PyTorch 训练模型 GPU

wangzf / 2022-08-15

GPU 与 CPU
PyTorch GPU 相关操作
PyTorch GPU 模型训练方式
- GPU 训练模型
- 多 GPU 训练模型
PyTorch GPU 使用示例
参考

深度学习模型训练过程的耗时主要来自于两个部分，一部分来自数据准备，另一部分来自参数迭代。当数据准备过程还是模型训练时间的主要瓶颈时，可以使用更多进程来准备数据。当参数迭代过程成为训练时间的主要瓶颈时，通常的方法是应用 GPU 来进行加速。

GPU 与 CPU

在处理器家族中，有两大阵营，分别是 CPU 和 GPU，它们分工协作，共同完成计算机复杂功能。但它们两者主要差别在哪里？

CPU(central processing unit, 中央处理器) 主要包括两个部分，即控制器、运算器，除此之外还包括高速缓存等；
GPU(Graphics Processing Unit, 图形处理器) 是为处理类型统一并且相互无依赖的大规模数据运算，以及不需要被打断的纯净的计算环境为设计的处理器，因早期仅有图形图像任务中设计大规模统一无依赖的运算，因此该处理器称为图像处理器，俗称显卡。

那么它们之间主要区别在哪里呢，来看一张示意图：

上图中，绿色的是 计算单元，橙红色的是 存储单元，橙黄色的是 控制单元，从示意图中看出，GPUt 的重点在计算，CPU 的重点在控制，这就是两者之间的主要差异。

在 PyTorch 中，可以将训练数据以及模型参数迁移到 GPU 上，这样就可以加速模型的运算。

PyTorch GPU 相关操作

PyTorch 的设备

torch.device()

PyTorch 的运算需要将运算数据放到同一个设备上。目前，PyTorch 支持两种设备，CPU 与 cuda，为什么是 cuda 而不是 GPU？因为早期，只有 Nvidia 的 GPU 能用于模型训练加速，因此称之为 cuda。即使现在支持了 AMD 显卡进行加速，仍旧使用 cuda 来代替 gpu。

PyTorch中表示设备通常用 torch.device() 这个函数进行设置：

>>> torch.device('cuda:0')
device(type='cuda', index=0)

>>> torch.device('cpu')
device(type='cpu')

>>> torch.device('cuda')  # current cuda device
device(type='cuda')

torch.cuda

在 torch.cuda 中有几十个关于 cuda 的函数，下面介绍几个常用的函数。
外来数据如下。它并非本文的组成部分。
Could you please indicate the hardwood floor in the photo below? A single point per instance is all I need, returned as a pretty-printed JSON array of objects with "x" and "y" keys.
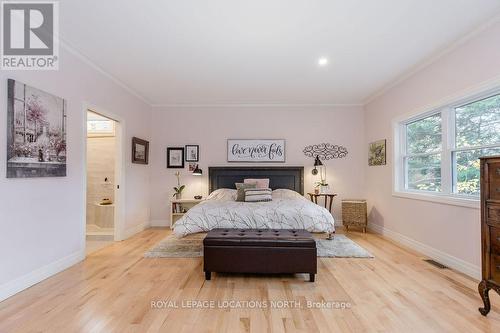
[{"x": 112, "y": 291}]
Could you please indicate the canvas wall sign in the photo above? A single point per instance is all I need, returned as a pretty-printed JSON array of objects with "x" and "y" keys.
[
  {"x": 377, "y": 153},
  {"x": 264, "y": 151},
  {"x": 36, "y": 132}
]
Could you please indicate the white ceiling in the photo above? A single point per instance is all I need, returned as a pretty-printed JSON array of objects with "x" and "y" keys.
[{"x": 264, "y": 51}]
torch.cuda.is_available()：查看 cuda 是否可用
torch.cuda.device_count()：查看可用 GPU 数量
torch.cuda.current_device()：查看当前使用的设备的序号
torch.cuda.get_device_name()：获取设备的名称
torch.cuda.get_device_capability(device=None)：查看设备的计算力
torch.cuda.get_device_properties()：查看GPU属性
torch.cuda.set_device(device)：设置可用设备，已不推荐使用，建议通过 CUDA_VISIBLE_DEVICES 来设置，下文会讲解 CUDA_VISIBLE_DEVICES 的使用。
torch.cuda.mem_get_info(device=None)：查询 GPU 空余显存以及总显存。
torch.cuda.memory_summary(device=None, abbreviated=False)：类似模型的 summary，它将 GPU 的详细信息进行输出。
torch.cuda.empty_cache()：清空缓存，释放显存碎片。
torch.backends.cudnn.benchmark = True：提升运行效率，仅适用于输入数据较固定的，如卷积会让程序在开始时花费一点额外时间，为整个网络的每个卷积层搜索最适合它的卷积实现算法，进而实现网络的加速让内置的 cuDNN 的 auto-tuner 自动寻找最适合当前配置的高效算法，来达到优化运行效率的问题；
torch.backends.cudnn.deterministic：用以保证实验的可重复性。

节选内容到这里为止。